We also correlated the levels of Tregs with antitumor response to therapy by RECIST (Response Evaluation Criteria in Solid Tumors) criteria. We found that 12/23 patients displayed a partial response (PR) by RECIST, 7/23 patients had stable disease (SD), and 4/23 had progressive disease (Table 3). It is interesting to note that there was a trend in that of the 12 responders by RECIST criteria on the study, 67% (8/12) displayed Treg levels <2.5% at baseline, whereas only 18% (2/11) of the non-responders by RECIST criteria (including those patients with stable disease) had equivalent low levels of Tregs (p = 0.019). In addition, 75% of the responders displayed a decreased frequency of Tregs in peripheral blood after 30 d of therapy, whereas only 18% of the 11 non-responders by RECIST criteria on the trial had a decrease in Tregs (p = 0.0064 with Pearson test, χ2 = 7.4). There were no other significant differences between responders and non-responders regarding age, gender, CEA, CA19.9, alkaline phosphatase (ALP), lactate dehydrogenase (LDH), one vs. > 1 metastases, mucinous or non-mucinous tumor, or grade at diagnosis.

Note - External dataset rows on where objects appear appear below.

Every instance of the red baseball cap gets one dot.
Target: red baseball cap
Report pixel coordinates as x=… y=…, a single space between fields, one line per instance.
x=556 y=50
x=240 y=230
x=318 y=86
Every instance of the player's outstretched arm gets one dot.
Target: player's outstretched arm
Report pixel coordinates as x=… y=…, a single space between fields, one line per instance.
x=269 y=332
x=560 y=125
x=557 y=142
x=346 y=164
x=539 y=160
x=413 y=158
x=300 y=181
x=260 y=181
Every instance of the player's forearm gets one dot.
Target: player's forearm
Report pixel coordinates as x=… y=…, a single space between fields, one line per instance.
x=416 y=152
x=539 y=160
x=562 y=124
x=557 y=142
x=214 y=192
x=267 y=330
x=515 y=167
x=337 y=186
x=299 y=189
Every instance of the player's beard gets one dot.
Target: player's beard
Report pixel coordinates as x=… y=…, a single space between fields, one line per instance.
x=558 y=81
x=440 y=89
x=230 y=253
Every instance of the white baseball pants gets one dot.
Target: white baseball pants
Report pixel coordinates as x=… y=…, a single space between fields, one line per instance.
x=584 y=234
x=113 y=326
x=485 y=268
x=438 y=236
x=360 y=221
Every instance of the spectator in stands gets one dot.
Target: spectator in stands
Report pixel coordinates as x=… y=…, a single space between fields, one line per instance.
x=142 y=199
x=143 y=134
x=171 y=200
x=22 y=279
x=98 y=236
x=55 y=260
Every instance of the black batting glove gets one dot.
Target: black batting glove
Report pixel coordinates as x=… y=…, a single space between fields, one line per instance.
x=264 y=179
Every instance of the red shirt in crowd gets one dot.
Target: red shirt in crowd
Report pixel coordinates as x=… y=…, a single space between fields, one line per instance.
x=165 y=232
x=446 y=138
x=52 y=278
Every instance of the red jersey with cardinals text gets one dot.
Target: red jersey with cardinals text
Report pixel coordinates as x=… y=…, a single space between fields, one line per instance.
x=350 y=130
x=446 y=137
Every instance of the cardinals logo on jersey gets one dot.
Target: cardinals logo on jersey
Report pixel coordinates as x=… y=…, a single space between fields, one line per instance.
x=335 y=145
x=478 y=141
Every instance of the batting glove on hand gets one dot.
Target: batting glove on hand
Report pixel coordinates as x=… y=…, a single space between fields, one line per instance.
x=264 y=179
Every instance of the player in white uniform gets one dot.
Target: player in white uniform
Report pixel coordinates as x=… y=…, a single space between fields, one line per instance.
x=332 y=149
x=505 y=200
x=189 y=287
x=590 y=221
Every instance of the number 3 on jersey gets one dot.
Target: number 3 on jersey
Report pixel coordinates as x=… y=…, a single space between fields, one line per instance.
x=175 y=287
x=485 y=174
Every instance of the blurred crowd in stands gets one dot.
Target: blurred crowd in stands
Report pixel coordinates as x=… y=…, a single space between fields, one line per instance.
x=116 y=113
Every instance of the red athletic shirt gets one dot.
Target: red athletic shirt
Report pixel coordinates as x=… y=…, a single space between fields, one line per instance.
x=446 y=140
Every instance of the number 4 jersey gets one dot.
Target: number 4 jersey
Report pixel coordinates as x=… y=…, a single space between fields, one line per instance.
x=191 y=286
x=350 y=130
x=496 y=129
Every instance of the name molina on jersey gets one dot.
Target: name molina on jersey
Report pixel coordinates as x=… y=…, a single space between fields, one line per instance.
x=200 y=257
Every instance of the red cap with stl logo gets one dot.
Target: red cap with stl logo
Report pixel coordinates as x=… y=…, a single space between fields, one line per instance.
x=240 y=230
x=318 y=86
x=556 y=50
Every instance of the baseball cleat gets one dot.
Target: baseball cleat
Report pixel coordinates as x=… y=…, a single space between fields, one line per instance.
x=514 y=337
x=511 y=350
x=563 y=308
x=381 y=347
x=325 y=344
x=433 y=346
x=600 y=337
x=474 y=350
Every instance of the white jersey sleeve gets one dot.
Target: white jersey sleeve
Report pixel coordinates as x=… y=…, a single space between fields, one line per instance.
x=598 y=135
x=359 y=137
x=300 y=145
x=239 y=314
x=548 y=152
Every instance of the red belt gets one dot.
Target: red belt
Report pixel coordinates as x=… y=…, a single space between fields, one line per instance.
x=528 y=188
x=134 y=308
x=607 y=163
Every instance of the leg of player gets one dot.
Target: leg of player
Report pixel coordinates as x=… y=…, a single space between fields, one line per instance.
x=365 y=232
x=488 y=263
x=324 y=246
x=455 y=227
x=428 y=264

We employed multiple regression analysis to define which variables were associated with OS. As seen in Table 4, only Tregs at baseline and LDH at baseline were statistically significant, with a trend for the change in Tregs at 30 d. Forward stepwise multiple regression analysis showed that Tregs at baseline, baseline LDH, and the change in Tregs after 30 d were independent predictive factors for OS (Table 4).
Table 4.
Variable | Standardized regression coefficient | Standard error | p value |
---|---|---|---|
Tregs at baseline | 0.506 | 0.175 | 0.015 |
LDH | 0.628 | 0.220 | 0.016 |
Change in Tregs at 30 d | 0.443 | 0.194 | 0.043 |
Mucinous vs. non-mucinous | −0.252 | 0.176 | 0.181 |
Metastases | −0.223 | 0.167 | 0.209 |
ALP | −0.197 | 0.188 | 0.315 |
Age | 0.164 | 0.184 | 0.392 |
Grade | −0.118 | 0.170 | 0.500 |
CEA | −0.066 | 0.344 | 0.851 |
Gender | 0.033 | 0.192 | 0.866 |
CA19.9 | 0.005 | 0.341 | 0.988 |
Forward Stepwise Method | |||
LDH | 0.500 | 0.139 | 0.002 |
Tregs at baseline | 0.467 | 0.142 | 0.004 |
Change in Tregs at 30 d | 0.454 | 0.143 | 0.006 |
Mucinous vs. non-mucinous | −0.249 | 0.139 | 0.091 |
Metastases | −0.200 | 0.139 | 0.168 |
Metastases were categorized as 1. Liver vs. 2. liver + other sites vs. 3. Other sites.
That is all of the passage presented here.